How to *not* restart a servlet?

B

Bura Tino

Hi,

About a month ago I started a similar thread, but upon further
reflection I reasized that I didn't ask my question very clearly,
although I learned a lot from the responses. (By the way, into what
file do you put "$ant clean compile reload"?) So I'll try my question
again.

What I change something in a jsp page, the servlet engine does not
restart and and the context does not get reloaded. I want the same
behavior when I recompile one of the classes found in WEB-INF/classes
directory. I'm not able to achieve that. Whenever I change a class and
recompile the entire context gets reloaded, which for me takes about 5
minutes (and there is no way to reduce that time).

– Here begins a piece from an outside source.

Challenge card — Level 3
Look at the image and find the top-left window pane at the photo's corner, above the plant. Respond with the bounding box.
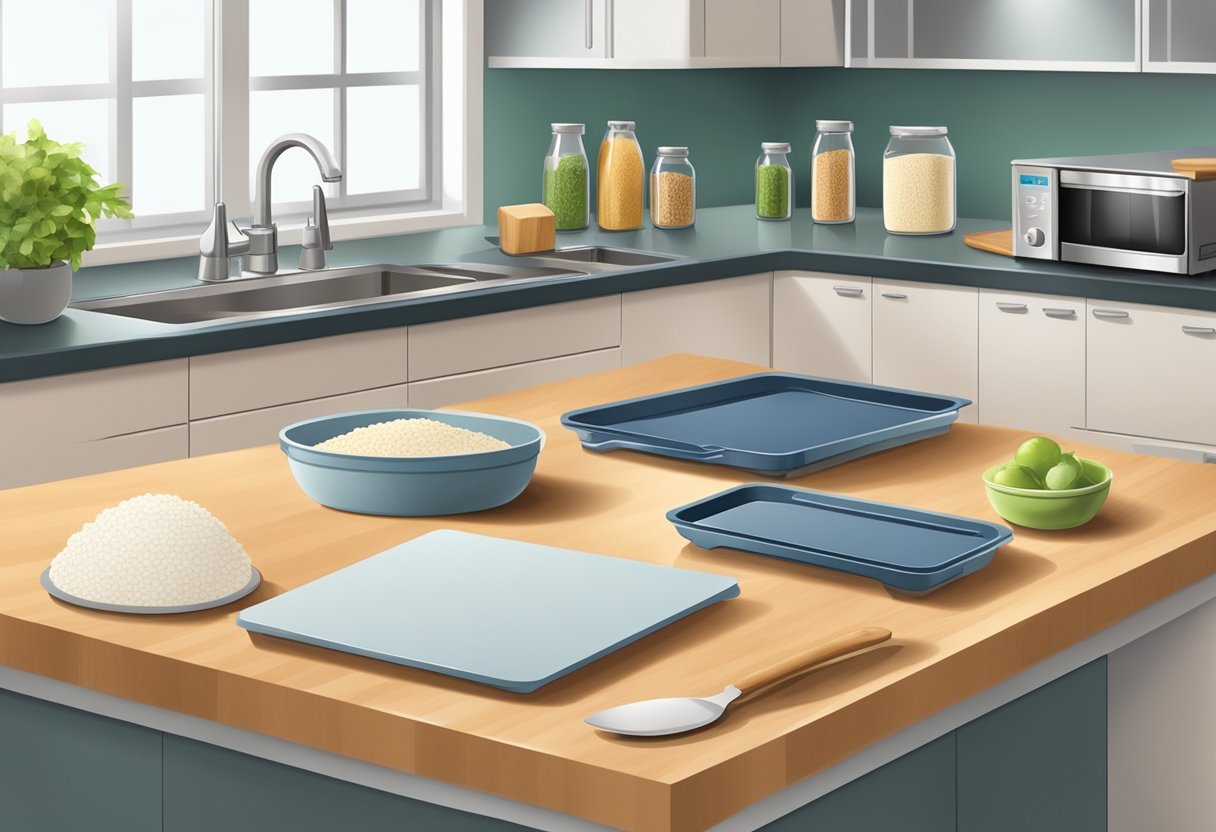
[0,0,113,86]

I can see why the
reload might need to take place, but is there a way to avoid it?


As an afterthought question, I use JBuilder to code the key classes
which support the application and NetBeans to code that .jsp files. Is
there a better free combination (on w2k)?

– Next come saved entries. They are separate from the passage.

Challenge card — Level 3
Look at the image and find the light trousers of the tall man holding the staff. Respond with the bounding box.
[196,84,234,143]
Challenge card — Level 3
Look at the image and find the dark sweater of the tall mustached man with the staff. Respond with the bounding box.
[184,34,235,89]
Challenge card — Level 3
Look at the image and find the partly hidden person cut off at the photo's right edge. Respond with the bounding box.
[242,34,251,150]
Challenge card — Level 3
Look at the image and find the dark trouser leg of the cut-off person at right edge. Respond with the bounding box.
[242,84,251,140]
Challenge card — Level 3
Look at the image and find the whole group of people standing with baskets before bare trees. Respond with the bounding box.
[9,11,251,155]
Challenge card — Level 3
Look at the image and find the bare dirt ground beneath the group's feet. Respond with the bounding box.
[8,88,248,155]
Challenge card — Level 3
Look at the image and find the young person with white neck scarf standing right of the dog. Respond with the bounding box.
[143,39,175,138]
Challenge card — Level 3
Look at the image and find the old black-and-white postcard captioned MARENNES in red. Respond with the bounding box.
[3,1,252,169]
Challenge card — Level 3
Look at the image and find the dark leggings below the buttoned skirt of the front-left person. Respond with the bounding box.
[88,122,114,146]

Very many thanks in advance!

Bura
 
S

Sebastian Millies

I guess we're talking Tomcat here? In that case, setting
reloadable to false will prevent the context being
reloaded, but also prevent the app from picking
up any class changes. Quote from Tomcat docs:

"Set to true if you want Catalina to monitor classes in
/WEB-INF/classes/ and /WEB-INF/lib for changes,
and automatically reload the web application if a change
is detected."

What the OP is after, I think,
is hot code replacement of webapp classes, while
keeping the context. As this is possible in JDK1.4
(e.g. when using Tomcat inside Eclipse) I also wonder
if this might not be supported when Tomact is running
standalone.

-- Sebastian
 
B

Bura Tino

Sebastian Millies said:
I guess we're talking Tomcat here? In that case, setting
reloadable to false will prevent the context being
reloaded, but also prevent the app from picking
up any class changes. Quote from Tomcat docs:

"Set to true if you want Catalina to monitor classes in
/WEB-INF/classes/ and /WEB-INF/lib for changes,
and automatically reload the web application if a change
is detected."

What the OP is after, I think,
is hot code replacement of webapp classes, while
keeping the context. As this is possible in JDK1.4
(e.g. when using Tomcat inside Eclipse) I also wonder
if this might not be supported when Tomact is running
standalone.

What I'm gathering from the responces is that what I'm trying to do is
not possible. That's too bad. But still, how come the context does not
need to reload when a jsp rather than a servlet is changed?

In any case, would you agree that this restart behavior makes the
development process a little more cumbersome than it has to be?